Duce, a voi ricorrono con illimitata speranza due poveri ma onesti genitori,
che non possono permettersi le costose cure per ridare la salute al loro amato
figlioletto. Un vostro cenno, Duce, e la benefica volontà vostra dispiegherà
gli effetti della…
Attilio
ascoltava con attenzione perché era un po’ preoccupato. Non aveva mai sentito
suo babbo parlare così, né lo aveva nemmeno sentito leggere, e non capiva il
significato di quelle parole, che erano belle, suonavano bene, molto diverse e
importanti; erano parole – si sentiva – scelte bene e messe assieme molto bene.

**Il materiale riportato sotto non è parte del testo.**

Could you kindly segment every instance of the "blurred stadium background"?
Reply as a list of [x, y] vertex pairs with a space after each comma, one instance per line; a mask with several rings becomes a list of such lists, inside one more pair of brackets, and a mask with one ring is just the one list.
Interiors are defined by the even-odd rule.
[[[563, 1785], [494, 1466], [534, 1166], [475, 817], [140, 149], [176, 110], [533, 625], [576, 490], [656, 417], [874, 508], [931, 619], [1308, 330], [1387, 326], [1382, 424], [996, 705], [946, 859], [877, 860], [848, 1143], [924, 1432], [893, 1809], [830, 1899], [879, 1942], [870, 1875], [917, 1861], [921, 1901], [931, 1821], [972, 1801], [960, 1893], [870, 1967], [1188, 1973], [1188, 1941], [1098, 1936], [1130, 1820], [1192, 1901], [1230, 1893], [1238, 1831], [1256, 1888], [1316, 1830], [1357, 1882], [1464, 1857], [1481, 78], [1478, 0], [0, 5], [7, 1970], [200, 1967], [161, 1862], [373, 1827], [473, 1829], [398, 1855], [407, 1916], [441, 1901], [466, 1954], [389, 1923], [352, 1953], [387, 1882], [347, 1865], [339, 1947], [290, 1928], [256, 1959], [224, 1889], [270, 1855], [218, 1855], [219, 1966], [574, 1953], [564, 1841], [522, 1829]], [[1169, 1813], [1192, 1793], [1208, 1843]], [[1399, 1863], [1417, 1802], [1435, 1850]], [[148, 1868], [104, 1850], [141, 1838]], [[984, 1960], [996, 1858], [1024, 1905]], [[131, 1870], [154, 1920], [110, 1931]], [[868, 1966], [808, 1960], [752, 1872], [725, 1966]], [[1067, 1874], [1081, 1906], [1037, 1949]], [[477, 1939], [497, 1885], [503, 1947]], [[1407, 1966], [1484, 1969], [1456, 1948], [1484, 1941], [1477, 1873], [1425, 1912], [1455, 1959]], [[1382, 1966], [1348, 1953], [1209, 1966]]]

Sembrava di sentire il prete quando faceva la predica, ma erano parole più
strane, anche un po’ più importanti, almeno così pareva.
Mario
vide che il figlio si era svegliato. Lo guardò un istante e lesse a voce appena
un poco più alta:
…i
sottoscritti genitori osano sperare che la bontà vostra…
La
mamma volse la testa verso Attilio; gli sorrise. Sembrava sempre sfinita, come
immobilizzata da un peso troppo grande.
Mario
concluse la lettura. Posò la lettera sul tavolo con ogni riguardo; la moglie
prima si sfregò le mani sul grembiule, controllò che fossero pulite poi prese
il foglio con una delicatezza di cui Attilio fu quasi geloso.
Stava
leggendo; lo si vedeva dal movimento delle pupille che andavano e venivano.
Poi
disse:
-Scrive
bene. Scrive proprio bene il figlio della Velia.-
Mario
annuì.
-Mi
voleva dare anche la busta e il francobollo, ma io ho detto di no. Sembrava che
ci approfittassimo.-
-Hai
fatto bene.-
-Adesso
vado a prendere la busta col francobollo.-
Si
alzò e mise la mano in tasca. Contò il denaro. Erano monete nere, consunte,
lustre.
Mario
guardò il figlio e gli fece un gesto con la mano, lo salutava.
Attilio
tirò fuori la mano dalle coperte e salutò il padre.